We stood close enough that her scent – salt and florals and home – wrapped around me like the tide. My hand itched to touch her, to trace the line of her jaw, to remind myself she was real and alive.

For a moment, neither of us moved. Her lips parted ever so slightly, her gaze flicking down to my mouth before darting back up again. The air between us thickened. A storm was brewing and this time, it wasn't happening on the outside.

Then she stepped back, the spell breaking. “This… whatever this is… it can’t happen, can it? Paul, Pam, the rules – they’d never allow it.”

The distance cut sharper than any blade, but I forced myself to stay still. “Rules are fragile things. They can be broken.”

She gave a shaky laugh. “You really don’t make this easy.”

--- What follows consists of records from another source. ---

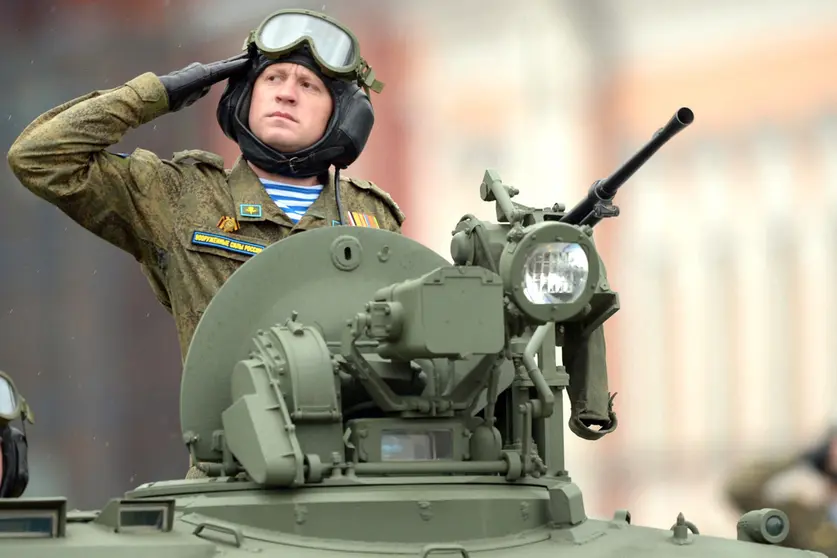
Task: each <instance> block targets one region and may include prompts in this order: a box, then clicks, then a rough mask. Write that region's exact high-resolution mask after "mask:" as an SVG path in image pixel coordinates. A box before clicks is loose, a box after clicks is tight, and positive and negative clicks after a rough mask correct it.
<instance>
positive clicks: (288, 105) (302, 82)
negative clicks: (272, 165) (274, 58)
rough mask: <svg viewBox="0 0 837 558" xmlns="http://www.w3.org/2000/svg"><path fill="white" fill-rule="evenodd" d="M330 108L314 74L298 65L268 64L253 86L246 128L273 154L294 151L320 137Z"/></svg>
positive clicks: (324, 131) (320, 84)
mask: <svg viewBox="0 0 837 558" xmlns="http://www.w3.org/2000/svg"><path fill="white" fill-rule="evenodd" d="M332 108H333V102H332V100H331V94H330V93H329V91H328V89H327V88H326V86H325V84H324V83H323V81H322V80H321V79H320V78H318V77H317V76H316V75H315V74H314V72H312V71H311V70H309V69H308V68H306V67H305V66H300V65H299V64H290V63H287V62H282V63H279V64H272V65H270V66H268V67H267V68H266V69H265V70H264V71H263V72H262V73H261V75H259V77H258V78H256V82H255V83H254V84H253V95H252V97H251V99H250V129H251V130H252V131H253V133H254V134H255V135H256V137H257V138H259V139H260V140H262V141H263V142H264V143H266V144H267V145H269V146H271V147H273V148H274V149H276V150H277V151H281V152H285V153H287V152H292V151H298V150H300V149H304V148H306V147H308V146H309V145H312V144H314V143H315V142H316V141H317V140H319V139H320V138H321V137H322V135H323V133H324V132H325V129H326V125H328V120H329V118H330V117H331V111H332Z"/></svg>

Her laugh faded, leaving only the steady thud of her pulse, quick and unsteady. She didn’t step further away. Instead, she lingered there in the charged space between us, eyes locked on mine.

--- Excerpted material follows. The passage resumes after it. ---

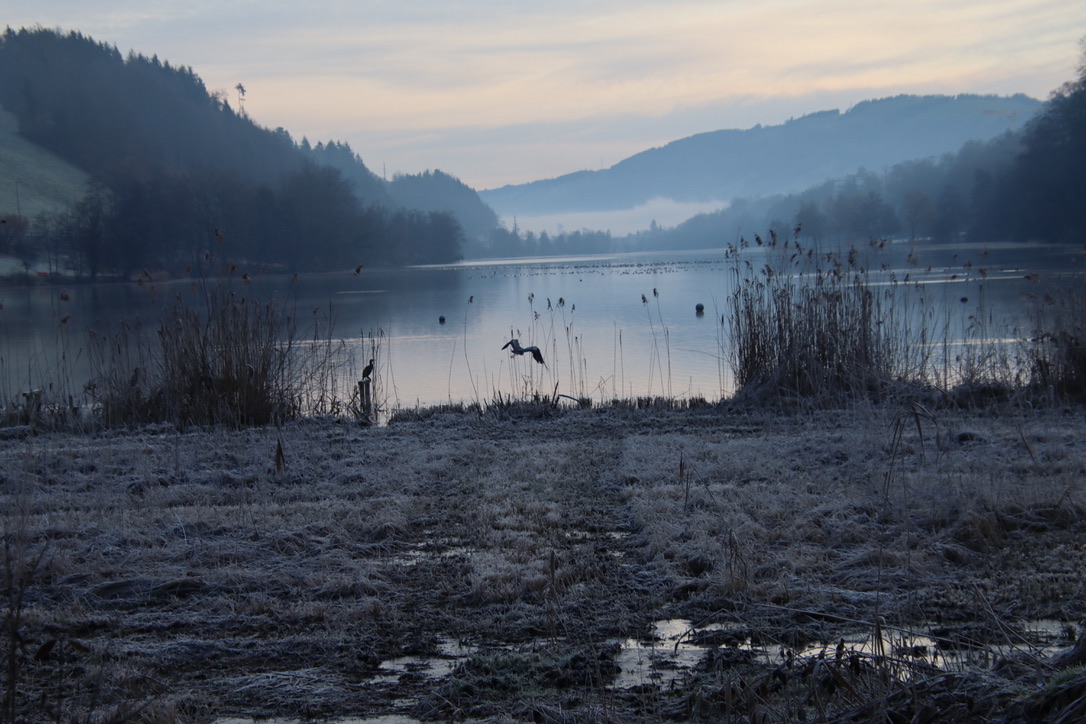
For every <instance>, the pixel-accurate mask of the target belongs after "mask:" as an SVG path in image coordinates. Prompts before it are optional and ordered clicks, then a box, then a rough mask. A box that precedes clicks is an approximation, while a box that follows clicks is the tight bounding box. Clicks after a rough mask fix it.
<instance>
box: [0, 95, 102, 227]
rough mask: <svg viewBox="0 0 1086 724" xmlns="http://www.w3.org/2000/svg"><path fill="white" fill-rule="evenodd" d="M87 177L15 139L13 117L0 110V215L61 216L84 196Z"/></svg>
mask: <svg viewBox="0 0 1086 724" xmlns="http://www.w3.org/2000/svg"><path fill="white" fill-rule="evenodd" d="M89 180H90V177H89V176H88V175H87V174H86V173H84V172H81V170H79V169H78V168H76V167H75V166H73V165H72V164H70V163H67V162H65V161H64V160H62V158H60V157H58V156H56V155H54V154H52V153H50V152H48V151H46V150H45V149H42V148H41V147H39V145H37V144H35V143H31V142H30V141H28V140H26V139H25V138H23V137H22V136H20V135H18V124H17V123H16V122H15V118H14V116H12V115H11V114H10V113H8V112H7V111H4V110H3V109H0V213H3V212H4V211H8V209H10V211H11V212H15V213H17V214H20V215H22V216H24V217H26V218H34V217H35V216H37V215H38V214H42V213H46V214H50V213H56V212H63V211H65V209H66V208H68V207H71V206H72V205H74V204H75V203H76V202H77V201H78V200H79V199H80V198H83V195H84V194H85V193H86V192H87V183H88V182H89Z"/></svg>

I moved before I thought better of it, closing the last inches. My hand rose, fingers brushing a damp strand of hair from her cheek. Her skin was warm beneath my touch, fragile and alive in a way that made my chest ache.

She drew in a sharp breath but didn’t pull back. Her gaze dropped to my mouth, lingered there, then flicked up again.

The world narrowed to this – her lips, parted slightly, the faint tremor of her breath, the pounding of her heart so loud I could almost hear it.

I bent lower, close enough that the heat of her breath mingled with mine. Her eyes fluttered shut–

“Careful, brother,” Rainse’s voice drawled from the doorway.

Maelis jerked back, cheeks flushing crimson. My hand dropped to my side, my claws flexing in frustration.

Rainse pointed at the trolley. "Some human staff is on the way here, they want to clean the room. Maelis, you better get back."

She nodded quickly, though her wide eyes flicked to mine before she moved. I caught the tremor in her hands as she tugged the blanket pile aside and climbed back into the trolley.

I wanted to stop her. To pull her back, finish what had been interrupted. To hear the sound of her saying my name when our mouths finally met.

But Rainse was right. If anyone else saw her here, it wouldn’t just be trouble, it would be disaster.

She settled into the hollow, pulling a corner of blanket over her face. Only her eyes showed, glinting in the dim light. “Don’t… don’t forget what we talked about,” she whispered.

My heart slammed once, twice. “I won’t.”

Rainse snapped the trolley’s cover into place and shoved it toward the door. “I’ll get her back without anyone noticing. Try not to do anything stupid while I’m gone, brother.”

“Too late for that,” I muttered.

Maelis’s gaze met mine one last time before the blankets hid her from sight. Then Rainse wheeled her out, whistling as though he really was only carting laundry.

The door closed, and I stood in the silence, claws flexing uselessly, breath still uneven. The ghost of her warmth lingered on my fingers, her scent in my lungs, the almost-kiss hanging between us like the pull of a current too strong to fight.

No matter what Pam or Paul decreed, no matter the threat of chains and exile. I would not let them keep her from me.